I previously posted, only a bit sarcastically, that Hillary Clinton won last night’s Republican debate. Here is what I mean. Anything that does not kill Donald Trump makes him stronger. Anything that makes him stronger increases his chances of becoming the Republican nominee. And if he is the Republican nominee, I am convinced, Hillary Clinton becomes the next President. Although I thought Trump was, as usual, unimpressive last night, I saw nothing to make me think that he will weaken over the coming days and weeks leading to Iowa and New Hampshire. Consequently, he is one step closer to the nomination, and thus Clinton is a step closer to the presidency.
All of that said – and, of course, anything could happen, especially where the Trump campaign is involved – Trump displayed a serious weakness last night that was captured in two distinct but intertwined moments, and that I hope other candidates noticed and will use to their advantage in the next debates.
First, Jeb Bush’s attack on Trump finally, and quite visibly, roiled Trump’s emotions. Trump had no substantive response – of course, he never does, and more on that in a moment – but instead engaged in his usual dismissive facial gestures and put-downs. Chief among them is his standard claim that he has a big lead in the polls, as compared to Bush (and, generally, the others). But Bush then missed his opportunity, as did the other candidates. When Trump is attacked on a debate stage by Hillary Clinton, who will be standing or sitting right next to him, what will be his response? I have grave doubts that Trump will be able to claim a 27-point lead – or a 10-point lead, or any lead – against Clinton come next Autumn. So when Trump’s comeback can no longer be based on polling, with what is he left?
That should have been Bush’s next punch: “That’s fine, Donald.
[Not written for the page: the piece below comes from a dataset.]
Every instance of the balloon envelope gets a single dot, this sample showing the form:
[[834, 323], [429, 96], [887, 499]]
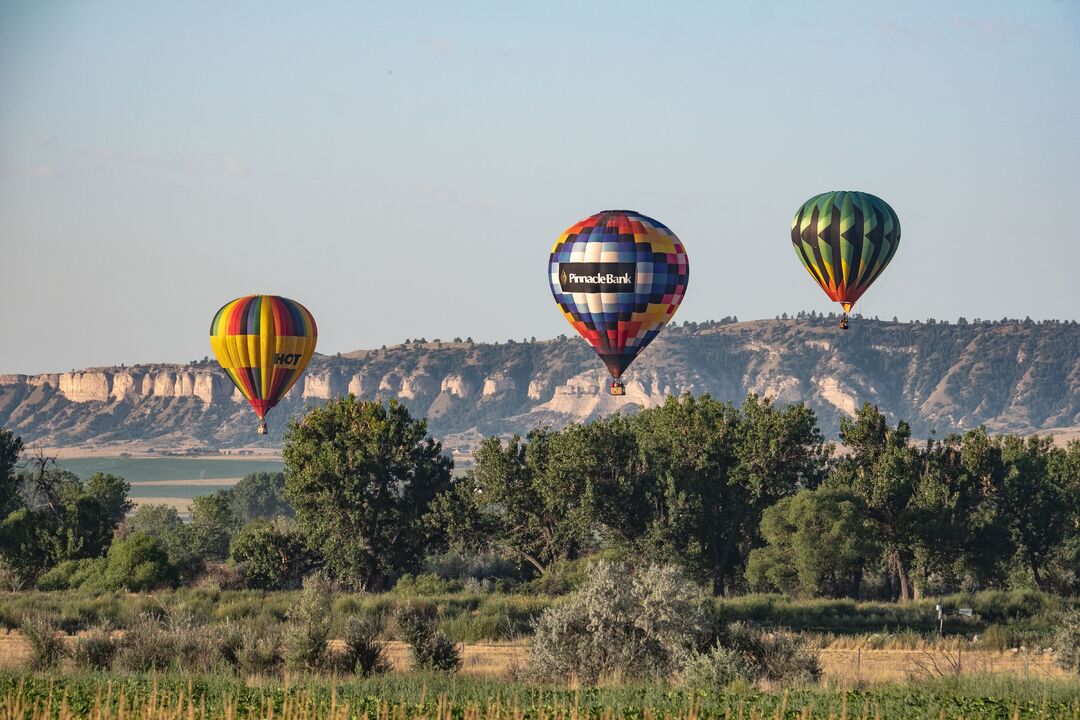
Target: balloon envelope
[[264, 342], [618, 276], [845, 241]]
You may be leading against me. But what are you going to do next Fall when Hillary Clinton comes after you during a debate with a serious line of questioning, and she’s leading the polls against you? What clever insult will you have then? You’ll have to answer the question – and you won’t have an answer. You never do.”
Which leads me to my next observation. In the post-debate interviews, Trump sat down with Chris Matthews. Although the interview was mostly genial, Matthews ended the interview by asking Trump whether Barack Obama was a legitimate president. This was clearly a reference to Trump’s birtherism. Trump gave his now-standard line, that he doesn’t talk about it anymore. That is a woefully inept and juvenile response. Matthews was left unsatisfied, calling it Trump’s “original sin.”
Every candidate in every remaining debate should bring this to Trump’s attention and force him to answer. Every journalist interviewing Trump should do what Matthews did last night. If Trump is to be the nominee, he should have to answer on the birtherism, once and for all. I would be shocked if Hillary Clinton did not raise this time after time, even in the debates, if Trump is the nominee. The smart move for Trump: confess error and say it’s time to move on. But Trump rarely is smart about these things. If he does not admit that Barack Obama was born in the United States, it will dog him for the next year. I am a little surprised the other Republican candidates have not raised it thus far. They should, and they should relentlessly mock him for it. Of course it will not kill him; it may only make him stronger. But failing to raise it gives him a pass; and no nominee should get a pass on that kind of stuff. Clinton certainly won’t ignore it.
Trump can taste victory now. It’s in his sights. Even if he does not win the nomination, and the odds remain against it, that possibility can no longer be easily dismissed. Republicans need to find an answer to: “if Trump is the nominee, will you support him?” It is no longer acceptable to say, “he won’t be the nominee.” Hillary Clinton knows this. And she is smiling.